Numerous articles came in and more details followed including the fact that the original stolen usernames and passwords came from the LinkedIn 2012 data breach. As mentioned in our coverage, the lack of salts in LinkedIn encrypted passwords made the passwords easily crackable. The Dropbox hack was possible because an employee reused their LinkedIn password for their Dropbox account. When a malicious hacker tried the stolen LinkedIn password on the employee’s Dropbox account, they were able to infiltrate Dropbox and access their data.

A further look into the data dump brings good news and bad news. The good news is that Dropbox has contacted account holders and reset passwords of all potentially affected customers assuring them that there’s no evidence of an account being improperly accessed. Even more good news is that the passwords were encrypted with a salt, protecting users further.

Unfortunately, the bad news is that about half the leaked passwords had a different cryptographic algorithm from the other half. One half used a SHA-1 cryptographic algorithm, a weaker hash function that has been replaced by SHA-2 and SHA-3 variants. The other half was  encrypted using bcrypt, a more secure hashing function. Currently, there’s no clear way to know, from an account-level perspective, which passwords have the stronger algorithm in place. Regardless, users should change their Dropbox passwords and change any passwords that may reuse the initial Dropbox passwords to avoid cross-account compromise.

The ways in which these companies encrypted their data and responded to the breach and subsequent resurfacing lead to important takeaways for both individuals and organizations.

How individuals and companies can protect their own data and safeguard against future data breaches

There are several key takeaways for both businesses and individuals in mitigating the risk data breaches and leaked passwords involve.

To prevent further damage from both the Last.fm and Dropbox data breaches, organizations should:

  • Inform their employees of the breaches and urge them to change their passwords if they haven’t already
  • Urge them to change any passwords that have been reused from the Dropbox or Last.fm accounts, especially if they share the same associated email address.
  • Engage in security awareness training and focus on the importance of not reusing passwords and using difficult-to-guess passwords
  • Recommending two-factor authentication for Dropbox services in case employees are still worried that a malicious actor can access their account.

Individuals should also be taking the role of employees here and following this advice as well.

In a scenario where an organization is breached and sensitive information is leaked, the Dropbox and Last.fm hacks show that the manner in which passwords are encrypted or hashed makes a significant difference in how easy the information can become publicly available and viewable.

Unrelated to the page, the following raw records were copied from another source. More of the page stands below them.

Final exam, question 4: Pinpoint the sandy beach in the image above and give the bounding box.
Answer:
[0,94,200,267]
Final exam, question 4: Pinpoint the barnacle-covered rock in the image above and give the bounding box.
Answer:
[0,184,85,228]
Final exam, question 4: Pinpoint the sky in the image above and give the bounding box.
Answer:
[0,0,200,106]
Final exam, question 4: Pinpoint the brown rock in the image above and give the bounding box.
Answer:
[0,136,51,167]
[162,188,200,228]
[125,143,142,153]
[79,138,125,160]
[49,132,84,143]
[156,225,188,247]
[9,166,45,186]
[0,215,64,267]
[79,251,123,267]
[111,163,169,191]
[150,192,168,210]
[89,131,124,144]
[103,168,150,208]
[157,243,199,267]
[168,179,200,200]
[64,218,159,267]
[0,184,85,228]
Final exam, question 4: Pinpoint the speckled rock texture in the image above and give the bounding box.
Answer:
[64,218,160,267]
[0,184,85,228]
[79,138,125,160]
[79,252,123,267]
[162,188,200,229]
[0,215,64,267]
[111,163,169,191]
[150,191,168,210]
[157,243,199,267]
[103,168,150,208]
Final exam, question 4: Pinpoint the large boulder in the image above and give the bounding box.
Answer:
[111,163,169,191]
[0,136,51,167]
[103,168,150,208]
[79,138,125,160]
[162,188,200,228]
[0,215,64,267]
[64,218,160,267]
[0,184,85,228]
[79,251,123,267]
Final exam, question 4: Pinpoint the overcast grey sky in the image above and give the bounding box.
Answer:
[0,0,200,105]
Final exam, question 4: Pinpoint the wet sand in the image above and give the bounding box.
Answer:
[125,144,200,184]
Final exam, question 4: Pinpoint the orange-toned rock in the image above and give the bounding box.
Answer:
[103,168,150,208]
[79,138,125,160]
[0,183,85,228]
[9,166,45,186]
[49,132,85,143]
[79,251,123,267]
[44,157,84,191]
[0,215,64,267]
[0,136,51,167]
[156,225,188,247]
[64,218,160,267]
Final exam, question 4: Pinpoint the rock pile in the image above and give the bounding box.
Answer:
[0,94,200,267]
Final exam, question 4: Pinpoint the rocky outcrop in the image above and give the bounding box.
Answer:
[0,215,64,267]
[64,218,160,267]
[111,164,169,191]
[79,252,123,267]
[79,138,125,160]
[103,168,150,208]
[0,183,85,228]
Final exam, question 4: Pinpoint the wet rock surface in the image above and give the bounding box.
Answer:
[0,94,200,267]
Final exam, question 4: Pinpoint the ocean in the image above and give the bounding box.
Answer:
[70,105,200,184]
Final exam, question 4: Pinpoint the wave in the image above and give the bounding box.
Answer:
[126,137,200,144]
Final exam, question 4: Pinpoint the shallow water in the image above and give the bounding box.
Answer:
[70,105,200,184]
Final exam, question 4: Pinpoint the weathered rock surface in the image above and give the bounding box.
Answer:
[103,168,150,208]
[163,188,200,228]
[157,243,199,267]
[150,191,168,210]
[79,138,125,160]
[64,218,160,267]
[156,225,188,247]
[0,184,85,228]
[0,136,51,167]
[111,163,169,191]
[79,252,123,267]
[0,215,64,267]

For organizations that use user accounts and passwords as part of their customer experience, for example, an email provider or application company, organizations should:

  • Salt users’ hashed passwords. Salting passwords is a minimum requirement of protecting user data and ensures that in the case of a data breach, hackers will have a much harder time cracking passwords.
  • Use a secure, high quality, password hashing algorithm. Paragon Initiative has a good up-to-date post on which algorithms are best for protecting users’ passwords. They rank Argon2 as the top algorithm but also note bcrypt, scrypt, Catena, Lyra2, Makwa, and yescrypt as acceptable alternatives.
  • Be prompt in their actions. Whether or not any malicious activity has been detected, organizations are quick to reset user passwords and communicate discovered issues to pre-empt any severe consequences.

Resurfaced data breaches are likely to be more common as hackers practice careful diligence prior  to infiltrating an organization’s network and exfiltrating the accessed data. In the meantime, organizations and individuals should practice basic security measures when it comes to password management and user data protection in order to minimize any widespread damage.